How can I reduce the size of a dataframe, a row at a time based on a condition(partnersCount =1, & selectionWeighting in order - lowest to highest) until the dataframe is a specified size.
Psuedo:
ideally, id like to continue the above, so that:
Current approach is functional, but struggling to believe that this is the best way to achieve this. Data/df sizes are always <2k. Perhaps someone can recommend an alternative approach. Note: For reasons i wont go into, but applying a sort and removing from the bottom/top up is not an option.
import pandas as pd
# some pretend data
df = pd.DataFrame({'ID': [1,2,3,4,5,6,7,8,9,10,11,12,13,14,15,16,17,18,19,20],
'selectionWeighting': [1,1,.45,.45,.3,.3,.2, .2,.2,.2,.1,.1,0,0,0,1,1,.45,.3,.3],
'partnerID': [1,1,4,4,3,9,2, 2,11,2,1,1,0,7,0,1,1,4,3,1],
'partnersCount': [6,6,3,3,2,1,3, 3,1,3,6,6,2,1,2,6,6,3,2,1]}
)
df.reset_index(drop=True, inplace=True)
df = df.sort_values(['selectionWeighting'], ascending=[False])
# init
# in reality, these are variable and coming from elsewhere.

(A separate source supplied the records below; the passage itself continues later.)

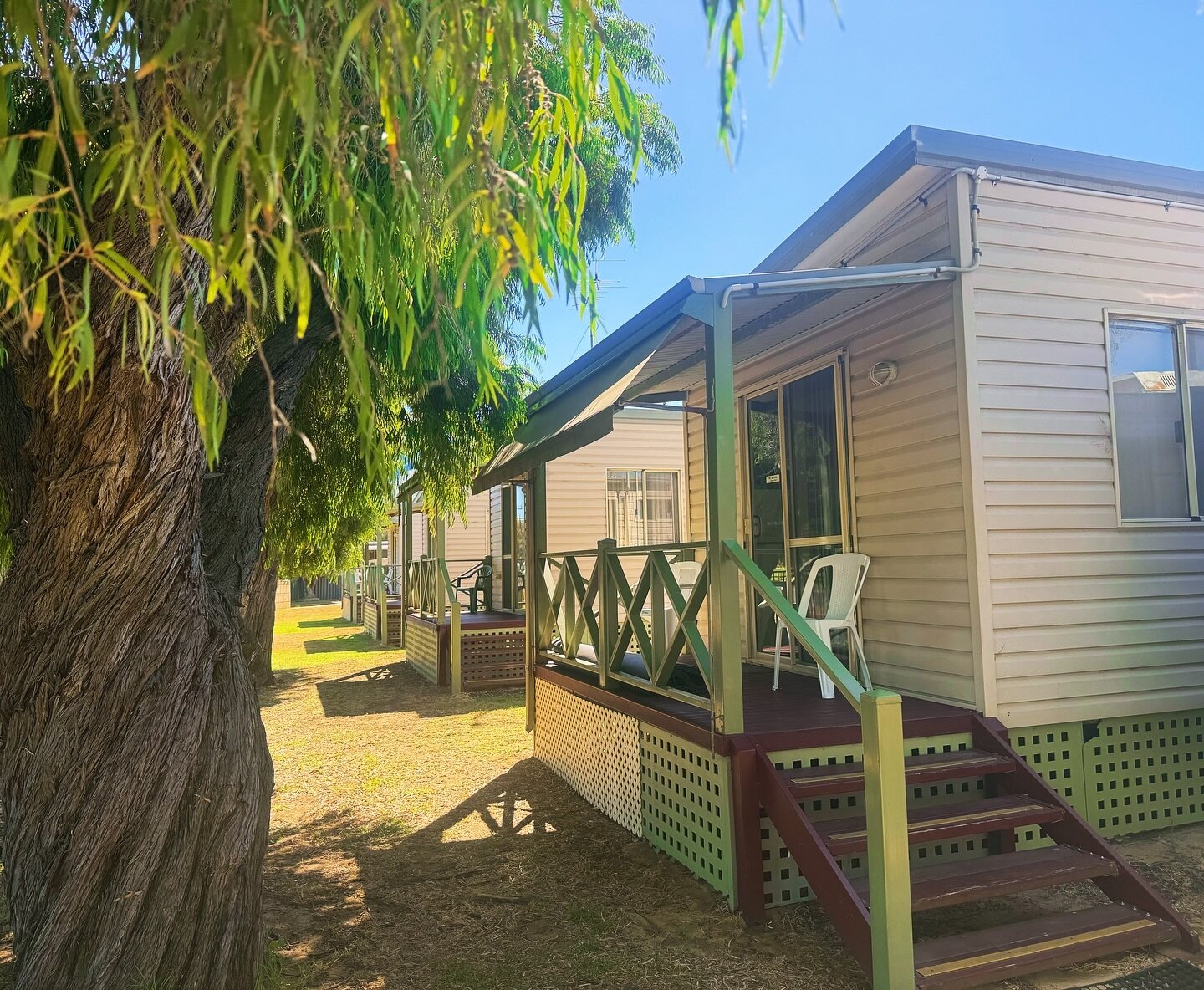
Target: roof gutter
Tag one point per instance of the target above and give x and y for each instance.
(920, 271)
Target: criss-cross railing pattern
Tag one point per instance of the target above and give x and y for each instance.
(638, 632)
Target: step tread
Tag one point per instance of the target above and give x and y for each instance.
(958, 882)
(844, 778)
(966, 960)
(937, 822)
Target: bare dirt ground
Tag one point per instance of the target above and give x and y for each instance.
(416, 845)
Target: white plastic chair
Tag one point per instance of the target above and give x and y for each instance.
(848, 576)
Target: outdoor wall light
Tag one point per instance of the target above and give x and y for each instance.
(884, 372)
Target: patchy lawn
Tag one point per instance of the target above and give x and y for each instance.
(416, 845)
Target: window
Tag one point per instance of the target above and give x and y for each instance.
(513, 549)
(1157, 385)
(642, 508)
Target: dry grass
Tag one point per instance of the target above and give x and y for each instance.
(416, 845)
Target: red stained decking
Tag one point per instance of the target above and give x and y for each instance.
(473, 620)
(795, 717)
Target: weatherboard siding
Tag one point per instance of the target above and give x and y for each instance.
(906, 447)
(1091, 620)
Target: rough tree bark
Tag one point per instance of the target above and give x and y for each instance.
(135, 779)
(257, 620)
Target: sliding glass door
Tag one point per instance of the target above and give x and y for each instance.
(798, 505)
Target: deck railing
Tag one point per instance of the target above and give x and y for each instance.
(595, 618)
(886, 833)
(382, 580)
(431, 594)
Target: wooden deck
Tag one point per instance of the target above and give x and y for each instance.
(492, 650)
(470, 620)
(795, 717)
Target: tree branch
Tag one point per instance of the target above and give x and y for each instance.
(232, 499)
(16, 467)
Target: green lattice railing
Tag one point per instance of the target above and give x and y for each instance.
(431, 594)
(595, 618)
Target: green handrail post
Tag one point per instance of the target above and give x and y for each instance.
(722, 519)
(453, 628)
(536, 585)
(890, 875)
(608, 610)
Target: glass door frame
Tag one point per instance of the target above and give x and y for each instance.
(778, 383)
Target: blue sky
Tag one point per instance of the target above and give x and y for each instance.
(1118, 77)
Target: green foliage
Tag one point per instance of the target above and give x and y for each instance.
(725, 21)
(405, 159)
(325, 503)
(448, 426)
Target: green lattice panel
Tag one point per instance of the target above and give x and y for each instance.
(686, 798)
(783, 882)
(1145, 773)
(1055, 752)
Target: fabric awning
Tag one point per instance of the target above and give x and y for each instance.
(574, 417)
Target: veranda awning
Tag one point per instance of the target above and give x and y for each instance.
(661, 350)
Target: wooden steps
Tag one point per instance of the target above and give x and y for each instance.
(958, 882)
(926, 768)
(1014, 796)
(1039, 943)
(938, 822)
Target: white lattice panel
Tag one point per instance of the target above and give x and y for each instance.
(596, 751)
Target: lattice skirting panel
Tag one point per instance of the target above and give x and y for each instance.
(1124, 774)
(492, 658)
(423, 650)
(594, 749)
(687, 806)
(1144, 773)
(783, 882)
(394, 634)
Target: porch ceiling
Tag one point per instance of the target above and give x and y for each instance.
(758, 323)
(661, 350)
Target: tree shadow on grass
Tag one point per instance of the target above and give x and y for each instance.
(326, 623)
(520, 884)
(400, 688)
(282, 683)
(355, 642)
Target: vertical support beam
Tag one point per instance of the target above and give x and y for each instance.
(382, 601)
(454, 643)
(536, 589)
(438, 550)
(747, 831)
(722, 522)
(407, 549)
(608, 610)
(890, 872)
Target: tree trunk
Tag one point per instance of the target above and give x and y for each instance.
(258, 620)
(135, 779)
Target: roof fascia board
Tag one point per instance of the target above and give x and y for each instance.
(796, 281)
(951, 150)
(866, 186)
(647, 322)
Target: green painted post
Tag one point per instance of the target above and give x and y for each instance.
(722, 523)
(536, 546)
(438, 550)
(608, 609)
(890, 874)
(407, 549)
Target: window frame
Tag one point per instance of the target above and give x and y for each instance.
(1180, 324)
(643, 499)
(509, 558)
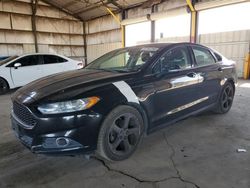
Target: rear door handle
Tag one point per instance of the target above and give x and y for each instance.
(191, 74)
(220, 69)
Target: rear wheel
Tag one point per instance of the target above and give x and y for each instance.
(120, 133)
(4, 87)
(226, 99)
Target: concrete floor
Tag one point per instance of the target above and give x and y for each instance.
(197, 152)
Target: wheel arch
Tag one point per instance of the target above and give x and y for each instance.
(5, 81)
(143, 113)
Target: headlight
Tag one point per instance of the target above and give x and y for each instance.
(68, 106)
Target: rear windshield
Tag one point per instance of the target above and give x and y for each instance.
(2, 62)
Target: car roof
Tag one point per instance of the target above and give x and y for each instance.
(163, 44)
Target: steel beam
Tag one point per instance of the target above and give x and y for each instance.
(193, 27)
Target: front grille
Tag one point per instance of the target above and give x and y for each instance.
(24, 115)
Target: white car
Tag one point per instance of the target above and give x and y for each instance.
(17, 71)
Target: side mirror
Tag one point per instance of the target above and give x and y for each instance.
(16, 65)
(81, 64)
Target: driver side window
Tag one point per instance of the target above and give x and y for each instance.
(174, 59)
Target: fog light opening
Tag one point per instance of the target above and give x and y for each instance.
(62, 142)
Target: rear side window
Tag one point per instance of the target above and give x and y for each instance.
(51, 59)
(218, 57)
(28, 60)
(174, 59)
(203, 56)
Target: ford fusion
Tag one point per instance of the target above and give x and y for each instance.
(106, 108)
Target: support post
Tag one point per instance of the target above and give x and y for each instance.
(122, 26)
(247, 66)
(152, 26)
(193, 28)
(33, 22)
(85, 43)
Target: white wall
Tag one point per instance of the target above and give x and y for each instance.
(227, 30)
(57, 32)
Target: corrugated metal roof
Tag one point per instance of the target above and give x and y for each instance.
(90, 9)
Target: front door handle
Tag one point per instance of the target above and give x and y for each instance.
(191, 74)
(220, 69)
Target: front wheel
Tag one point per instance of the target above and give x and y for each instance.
(120, 133)
(4, 87)
(226, 99)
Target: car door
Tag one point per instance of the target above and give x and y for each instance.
(210, 72)
(176, 93)
(53, 64)
(29, 70)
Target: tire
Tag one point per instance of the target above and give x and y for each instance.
(226, 99)
(4, 87)
(120, 133)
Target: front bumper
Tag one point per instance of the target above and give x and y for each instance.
(72, 135)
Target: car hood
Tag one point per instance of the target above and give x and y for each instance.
(68, 83)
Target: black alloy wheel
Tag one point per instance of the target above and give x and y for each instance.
(226, 98)
(120, 133)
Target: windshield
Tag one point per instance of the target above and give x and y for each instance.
(2, 62)
(124, 60)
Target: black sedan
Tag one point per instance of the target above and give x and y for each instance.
(106, 108)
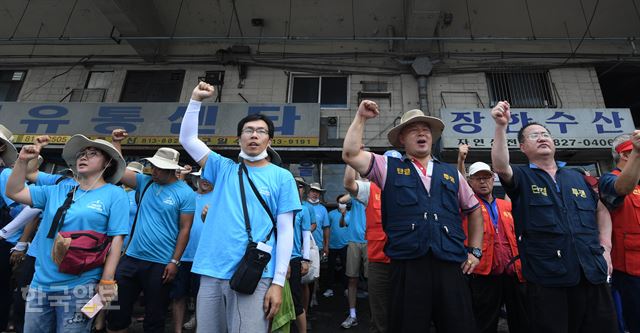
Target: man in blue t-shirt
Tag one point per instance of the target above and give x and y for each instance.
(156, 241)
(227, 234)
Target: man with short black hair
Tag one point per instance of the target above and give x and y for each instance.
(558, 219)
(219, 307)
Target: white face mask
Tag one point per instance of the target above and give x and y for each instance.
(256, 158)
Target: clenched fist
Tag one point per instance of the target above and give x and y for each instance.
(501, 113)
(202, 91)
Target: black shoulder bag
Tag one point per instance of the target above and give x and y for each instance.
(246, 277)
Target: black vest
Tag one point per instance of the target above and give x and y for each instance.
(417, 221)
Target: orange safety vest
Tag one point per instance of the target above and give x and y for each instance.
(625, 254)
(375, 236)
(505, 222)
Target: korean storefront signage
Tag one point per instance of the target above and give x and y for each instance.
(570, 128)
(156, 123)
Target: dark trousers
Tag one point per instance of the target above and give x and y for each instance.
(489, 293)
(5, 283)
(629, 288)
(582, 308)
(332, 272)
(379, 291)
(24, 274)
(134, 275)
(426, 289)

targetDfSize = 18 # target size changes everytime.
currentDfSize = df.shape[0]
difference = max(0,currentDfSize - targetDfSize)
if difference:
for i in range(difference):
canRemove = df[(df['partnersCount']==1) & (df['selectionWeighting']!=1) ] # get those prioritised for removal
#display(canRemove)
df = df[df['partnersCount']>1] # clean up before we put the remove rows back
#display(df)
if canRemove.shape[0]>0:
# so there are some single partners we can remove
display(df)
canRemove = canRemove.iloc[:-1] # drop 1, remove last row
df = df.append(canRemove, ignore_index=True) # append the remainder back, then go check if we're still too big
print(df.shape[0])
df
I think there are a lot of expensive operations and maybe useless used in your example.
If I understand well your example, you first remove all rows from canRemove with df = df[df['partnersCount']>1]
and then append again all but one rows from canRemove with df = df.append(canRemove, ignore_index=True)
, why not removing only one row at a time ?
Secondly, if you know how many rows to remove, why looping over ?
I suggest this implementation :
## select all rows such that partnersCount is 1 and selectionWeighting is not 1
can_remove = df.query("partnersCount == 1 and selectionWeighting != 1")
## select only the n last rows you can remove
to_remove = can_remove.iloc[-difference :, :]
## construct a mask returning false if a row is in to_remove
df_mask = df.ne(to_remove)
## new dataframe using the mask
df = df[df_mask].dropna()
For heavy data, I strongly advice you to use query to speed up your code, and to not use for loop with Pandas. There are a lot of functional optimization with Pandas which you can exploit.
I hope I answered your question
Edit to better answer op's question and removing useless query.